Jakarta · Selasa, 18 Agustus 2026Cari
WargaKonoha

BPS Waspadai Lonjakan Harga Bawang Putih, Kini Meluas ke 248 Daerah

Badan Pusat Statistik (BPS) memperingatkan bahwa kenaikan harga bawang putih kini meluas ke 248 kabupaten/kota, atau sekitar 68,89% wilayah Indonesia. Pada minggu kelima Juli 2026, indeks harga komoditas tersebut naik 3,57% secara nasional, mencapai rata-rata Rp42.005 per kilogram, melebihi harga acuan pemerintah sebesar Rp38.000 per kg.
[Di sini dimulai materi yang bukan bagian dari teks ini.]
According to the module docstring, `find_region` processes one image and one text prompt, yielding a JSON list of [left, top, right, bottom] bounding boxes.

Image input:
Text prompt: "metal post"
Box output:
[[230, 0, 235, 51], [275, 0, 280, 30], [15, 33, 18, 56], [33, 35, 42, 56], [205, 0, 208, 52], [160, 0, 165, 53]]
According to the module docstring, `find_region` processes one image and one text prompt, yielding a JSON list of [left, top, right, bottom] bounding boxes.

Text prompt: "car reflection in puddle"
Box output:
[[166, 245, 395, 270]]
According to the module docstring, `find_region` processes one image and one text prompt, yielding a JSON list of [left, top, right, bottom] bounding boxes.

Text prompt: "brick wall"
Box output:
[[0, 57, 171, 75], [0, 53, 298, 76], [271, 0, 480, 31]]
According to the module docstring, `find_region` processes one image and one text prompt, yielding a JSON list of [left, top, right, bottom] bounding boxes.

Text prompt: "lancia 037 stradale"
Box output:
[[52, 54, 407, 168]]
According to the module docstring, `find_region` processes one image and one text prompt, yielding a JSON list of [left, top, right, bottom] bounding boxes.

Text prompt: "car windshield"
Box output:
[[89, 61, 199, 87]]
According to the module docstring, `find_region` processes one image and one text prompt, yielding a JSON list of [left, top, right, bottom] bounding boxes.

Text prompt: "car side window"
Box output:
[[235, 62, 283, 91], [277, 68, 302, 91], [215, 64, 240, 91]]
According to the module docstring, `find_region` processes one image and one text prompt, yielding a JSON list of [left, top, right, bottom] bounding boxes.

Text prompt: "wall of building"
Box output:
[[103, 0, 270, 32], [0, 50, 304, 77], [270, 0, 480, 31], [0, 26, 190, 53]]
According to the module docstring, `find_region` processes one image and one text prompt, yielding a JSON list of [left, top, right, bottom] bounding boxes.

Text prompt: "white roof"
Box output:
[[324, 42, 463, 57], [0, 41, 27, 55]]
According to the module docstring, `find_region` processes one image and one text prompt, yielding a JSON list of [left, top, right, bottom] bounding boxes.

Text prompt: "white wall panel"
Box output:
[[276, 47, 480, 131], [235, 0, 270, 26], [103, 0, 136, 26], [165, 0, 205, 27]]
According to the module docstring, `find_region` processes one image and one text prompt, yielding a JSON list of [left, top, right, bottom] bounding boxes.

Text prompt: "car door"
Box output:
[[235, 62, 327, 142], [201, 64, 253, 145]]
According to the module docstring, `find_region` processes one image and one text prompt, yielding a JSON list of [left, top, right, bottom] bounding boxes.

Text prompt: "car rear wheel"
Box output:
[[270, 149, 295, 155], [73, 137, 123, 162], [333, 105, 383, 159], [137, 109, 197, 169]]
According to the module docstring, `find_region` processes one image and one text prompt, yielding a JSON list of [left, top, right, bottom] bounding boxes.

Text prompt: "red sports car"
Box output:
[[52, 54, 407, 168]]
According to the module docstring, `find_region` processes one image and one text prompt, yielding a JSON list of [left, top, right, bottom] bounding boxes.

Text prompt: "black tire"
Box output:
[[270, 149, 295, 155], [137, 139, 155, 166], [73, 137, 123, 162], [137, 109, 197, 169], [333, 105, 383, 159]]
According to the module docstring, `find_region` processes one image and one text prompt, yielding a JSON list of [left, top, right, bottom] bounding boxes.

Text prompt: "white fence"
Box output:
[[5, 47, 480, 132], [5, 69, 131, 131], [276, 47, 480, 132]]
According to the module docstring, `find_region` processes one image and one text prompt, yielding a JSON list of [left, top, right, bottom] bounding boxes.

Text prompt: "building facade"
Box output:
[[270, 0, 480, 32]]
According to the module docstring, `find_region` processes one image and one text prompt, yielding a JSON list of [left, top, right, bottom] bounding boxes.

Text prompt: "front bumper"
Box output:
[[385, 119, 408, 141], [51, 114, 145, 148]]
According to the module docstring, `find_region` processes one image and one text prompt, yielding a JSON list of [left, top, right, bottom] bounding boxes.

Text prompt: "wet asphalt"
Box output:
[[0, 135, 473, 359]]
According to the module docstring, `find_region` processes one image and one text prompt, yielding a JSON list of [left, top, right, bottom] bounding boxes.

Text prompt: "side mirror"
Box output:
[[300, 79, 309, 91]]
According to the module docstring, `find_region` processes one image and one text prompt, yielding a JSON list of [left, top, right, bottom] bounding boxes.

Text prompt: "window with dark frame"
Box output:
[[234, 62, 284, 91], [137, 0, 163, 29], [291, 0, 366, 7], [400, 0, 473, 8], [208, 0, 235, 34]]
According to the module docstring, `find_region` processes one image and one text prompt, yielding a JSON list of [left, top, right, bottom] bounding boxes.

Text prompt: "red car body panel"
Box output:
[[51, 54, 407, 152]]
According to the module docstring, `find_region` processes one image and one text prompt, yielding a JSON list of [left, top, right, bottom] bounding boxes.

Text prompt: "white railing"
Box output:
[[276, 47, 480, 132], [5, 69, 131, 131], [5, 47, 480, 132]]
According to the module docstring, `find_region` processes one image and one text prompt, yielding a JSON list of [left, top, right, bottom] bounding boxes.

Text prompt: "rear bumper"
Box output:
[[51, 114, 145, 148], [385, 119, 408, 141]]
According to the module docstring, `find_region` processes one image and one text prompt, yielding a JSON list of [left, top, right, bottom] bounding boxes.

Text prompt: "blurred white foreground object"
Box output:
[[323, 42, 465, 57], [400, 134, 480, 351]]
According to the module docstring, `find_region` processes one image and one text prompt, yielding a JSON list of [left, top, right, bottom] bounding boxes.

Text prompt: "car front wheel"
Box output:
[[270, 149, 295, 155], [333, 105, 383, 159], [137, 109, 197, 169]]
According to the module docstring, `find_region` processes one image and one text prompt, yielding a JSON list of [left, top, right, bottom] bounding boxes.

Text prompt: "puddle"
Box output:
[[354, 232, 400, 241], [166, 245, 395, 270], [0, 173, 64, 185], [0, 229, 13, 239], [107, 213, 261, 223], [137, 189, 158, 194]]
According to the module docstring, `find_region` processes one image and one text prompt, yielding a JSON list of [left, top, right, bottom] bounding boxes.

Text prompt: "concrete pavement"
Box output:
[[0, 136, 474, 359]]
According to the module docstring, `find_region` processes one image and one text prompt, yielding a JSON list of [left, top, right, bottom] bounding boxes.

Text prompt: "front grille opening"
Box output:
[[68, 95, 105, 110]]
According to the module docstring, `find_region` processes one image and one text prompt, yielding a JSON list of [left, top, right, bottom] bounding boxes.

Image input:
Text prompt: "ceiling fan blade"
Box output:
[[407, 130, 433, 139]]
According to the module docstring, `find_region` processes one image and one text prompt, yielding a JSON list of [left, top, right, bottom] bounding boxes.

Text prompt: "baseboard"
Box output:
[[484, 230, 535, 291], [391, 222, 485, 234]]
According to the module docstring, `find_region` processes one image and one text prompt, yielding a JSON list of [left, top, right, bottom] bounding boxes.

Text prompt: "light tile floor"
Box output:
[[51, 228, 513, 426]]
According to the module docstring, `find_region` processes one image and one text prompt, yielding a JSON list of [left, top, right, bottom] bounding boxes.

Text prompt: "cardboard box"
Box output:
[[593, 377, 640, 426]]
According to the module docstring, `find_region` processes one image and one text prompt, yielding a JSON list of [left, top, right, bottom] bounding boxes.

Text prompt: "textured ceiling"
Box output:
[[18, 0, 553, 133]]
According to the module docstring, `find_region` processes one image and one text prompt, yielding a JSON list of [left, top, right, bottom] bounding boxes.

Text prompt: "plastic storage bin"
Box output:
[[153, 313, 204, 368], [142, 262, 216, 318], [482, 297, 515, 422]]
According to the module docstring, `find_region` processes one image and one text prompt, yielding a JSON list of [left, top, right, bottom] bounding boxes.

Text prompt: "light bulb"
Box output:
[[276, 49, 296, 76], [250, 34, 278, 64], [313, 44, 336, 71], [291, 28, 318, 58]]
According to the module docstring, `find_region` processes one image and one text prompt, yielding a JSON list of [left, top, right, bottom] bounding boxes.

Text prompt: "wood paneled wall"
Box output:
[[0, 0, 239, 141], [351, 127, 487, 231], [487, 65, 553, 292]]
Kenaikan ini dimulai sejak Juni dan berpotensi mendorong inflasi, dengan beberapa daerah mencatat kenaikan harga tertinggi di Intan Jaya, Puncak, dan Pegunungan Bintang (Rp100.000 per kg) serta harga terendah di Rp23.160 per kg. Beberapa kabupaten jauh di atas harga acuan, seperti Bolaang Mongondow Utara (+30,68%), Pohuwato (+48,07%), Deiyai (+109,47%), Kolaka Utara, Gorontalo Utara, dan Buton Selatan. Menanggapi hal ini, Badan Pangan Nasional (Bapanas) mempercepat pengendalian pasokan melalui dua rapat koordinasi lintas kementerian yang dipimpin oleh Wakapolri Dedi Prasetyo, melibatkan Polri untuk mengamankan produksi dalam negeri. Pasokan di Pasar Induk Kramat Jati meningkat 153,49% menjadi 109 ton dengan harga stabil sekitar Rp23.000 per kg, sementara Pasar Induk Tanah Tinggi bertahan di kisaran Rp29.000 per kg. Pemerintah juga meminta BUMN pangan memperkuat distribusi ke daerah dengan harga tinggi dan meminta pemerintah daerah memisahkan pencatatan harga antara bawang putih utuh (honan) dan kupas (kating).